Two passages from her collection were most meaningful to me both when I first read the book and when I reread it for this entry.
The collection is almost entirely focused on finding the holy in the ordinary, and she shares a story from her own childhood at 4 years old:
It is still dark, although I sense that morning is coming. I hear someone in the other room, and so I climb out of bed and creep down the hallway toward the light. Through sleepy eyes I see my mother in the dining room, ironing clothes by the light of a lamp. On the table there is a large laundry basket filled with my father’s shirts and my play outfits. My mother smiles, surprised to see me awake at such an early hour. She pulls up a chair for me to sit on, and I watch as she sprinkles the clothes with the water from a glass soda bottle that is fitted with a plastic nozzle. After we talk awhile, she sets down the iron and looks at me. “Since you are such a big girl now, would you like a cup of coffee?” Incredulous that I am being given this symbol of adulthood, I nod eagerly. She pours me a cup that has more sugar and milk than coffee in it, and as I sip, I am warmed by a deep sense of connection.
It is humbling, as a parent to realize what it is that children remember. All of our many efforts to provide them with fancy gifts or exciting trips may not, in the end, matter as much as the feeling they get when they sit in a tree or on our lap. For all of us, the memories that contain the greatest joys are usually of times when we felt connected – to ourselves, to nature, to our parents, to God. Even though these moments happened many years ago, we continue to carry within us something of their holiness.

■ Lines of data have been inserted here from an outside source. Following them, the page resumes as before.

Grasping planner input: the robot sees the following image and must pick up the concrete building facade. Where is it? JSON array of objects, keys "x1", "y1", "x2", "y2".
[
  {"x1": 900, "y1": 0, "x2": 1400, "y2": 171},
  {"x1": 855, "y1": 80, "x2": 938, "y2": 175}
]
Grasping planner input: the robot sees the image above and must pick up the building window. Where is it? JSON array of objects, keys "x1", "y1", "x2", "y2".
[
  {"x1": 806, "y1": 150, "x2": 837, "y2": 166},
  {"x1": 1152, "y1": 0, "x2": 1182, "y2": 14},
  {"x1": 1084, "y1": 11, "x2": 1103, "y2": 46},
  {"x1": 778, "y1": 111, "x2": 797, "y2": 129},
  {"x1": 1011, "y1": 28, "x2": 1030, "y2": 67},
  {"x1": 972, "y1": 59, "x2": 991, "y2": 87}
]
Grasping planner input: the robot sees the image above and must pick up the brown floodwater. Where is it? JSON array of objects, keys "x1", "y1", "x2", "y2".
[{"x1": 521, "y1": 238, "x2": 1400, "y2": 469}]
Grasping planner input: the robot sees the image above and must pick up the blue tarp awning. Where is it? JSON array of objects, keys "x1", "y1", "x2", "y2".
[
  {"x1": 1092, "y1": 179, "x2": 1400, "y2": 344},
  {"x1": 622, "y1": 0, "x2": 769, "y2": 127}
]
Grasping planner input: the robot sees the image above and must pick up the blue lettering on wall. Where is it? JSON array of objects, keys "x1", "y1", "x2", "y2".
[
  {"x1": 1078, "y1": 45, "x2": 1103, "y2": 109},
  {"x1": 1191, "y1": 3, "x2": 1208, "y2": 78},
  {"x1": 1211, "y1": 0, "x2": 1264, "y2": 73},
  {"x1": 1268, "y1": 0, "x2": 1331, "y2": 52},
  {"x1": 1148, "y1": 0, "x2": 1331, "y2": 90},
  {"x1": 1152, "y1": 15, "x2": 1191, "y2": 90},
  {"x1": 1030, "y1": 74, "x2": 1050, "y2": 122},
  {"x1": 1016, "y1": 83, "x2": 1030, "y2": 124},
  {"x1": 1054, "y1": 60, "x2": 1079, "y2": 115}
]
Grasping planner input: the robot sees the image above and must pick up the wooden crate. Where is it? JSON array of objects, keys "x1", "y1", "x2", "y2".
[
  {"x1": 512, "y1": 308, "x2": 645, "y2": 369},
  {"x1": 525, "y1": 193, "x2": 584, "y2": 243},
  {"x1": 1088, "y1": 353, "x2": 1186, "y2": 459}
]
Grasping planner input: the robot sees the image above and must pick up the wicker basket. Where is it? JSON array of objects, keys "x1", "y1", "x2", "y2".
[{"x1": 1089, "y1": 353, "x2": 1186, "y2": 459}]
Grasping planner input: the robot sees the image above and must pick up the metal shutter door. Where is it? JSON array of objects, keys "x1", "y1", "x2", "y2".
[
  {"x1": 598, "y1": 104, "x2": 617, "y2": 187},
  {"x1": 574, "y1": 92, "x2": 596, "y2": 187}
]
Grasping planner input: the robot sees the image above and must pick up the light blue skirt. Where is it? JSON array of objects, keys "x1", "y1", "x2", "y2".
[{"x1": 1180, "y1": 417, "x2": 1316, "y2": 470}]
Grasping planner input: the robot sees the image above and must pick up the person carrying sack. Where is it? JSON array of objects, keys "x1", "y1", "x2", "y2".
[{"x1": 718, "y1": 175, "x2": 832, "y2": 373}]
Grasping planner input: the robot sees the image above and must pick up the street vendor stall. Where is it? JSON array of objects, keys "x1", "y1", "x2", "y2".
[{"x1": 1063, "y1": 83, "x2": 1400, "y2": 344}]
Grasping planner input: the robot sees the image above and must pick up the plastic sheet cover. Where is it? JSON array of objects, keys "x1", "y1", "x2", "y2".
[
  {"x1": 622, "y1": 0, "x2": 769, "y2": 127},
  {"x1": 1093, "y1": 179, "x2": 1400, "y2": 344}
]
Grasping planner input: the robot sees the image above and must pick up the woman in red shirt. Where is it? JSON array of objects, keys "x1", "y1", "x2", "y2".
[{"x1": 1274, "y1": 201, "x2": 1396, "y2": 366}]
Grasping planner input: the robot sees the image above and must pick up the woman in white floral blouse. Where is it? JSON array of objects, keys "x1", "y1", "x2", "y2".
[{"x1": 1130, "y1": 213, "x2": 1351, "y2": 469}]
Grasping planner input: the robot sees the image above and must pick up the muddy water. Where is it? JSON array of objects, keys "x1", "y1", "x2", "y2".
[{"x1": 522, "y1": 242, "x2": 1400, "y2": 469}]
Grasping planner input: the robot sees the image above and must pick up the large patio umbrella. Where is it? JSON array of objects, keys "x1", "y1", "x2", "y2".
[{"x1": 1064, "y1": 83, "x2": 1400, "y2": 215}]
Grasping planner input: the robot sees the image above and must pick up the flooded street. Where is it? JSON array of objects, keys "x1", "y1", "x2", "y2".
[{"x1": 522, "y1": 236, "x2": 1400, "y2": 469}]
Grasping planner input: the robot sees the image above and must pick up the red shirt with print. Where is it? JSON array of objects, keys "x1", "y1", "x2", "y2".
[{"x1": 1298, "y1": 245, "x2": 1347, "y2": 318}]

Later in her collection she talks about the importance of community in the life of faith:
I am sitting here in the church pew, surrounded by people who are in everyday life, engineers, kindergarten teachers, salespeople, surgeons, lawyers, CEO’s, unemployed, secretaries, moms, dads, grandparents, single folks, widows, and children. But in here, we are simply a little community of ordinary people journeying together in faith.
I’ve tried to live without such a community. It was easy to stay in my nice isolated world and not have to deal with the inevitable irritations and difficulties that arise when strangers come together. But this isolation eventually caught up with me, and I realized that self-sufficiency is overrated. I missed the stories, the rituals, the examples of compassion and kindness, the companionship of others. I missed having a spiritual home, a place where people help each other find God.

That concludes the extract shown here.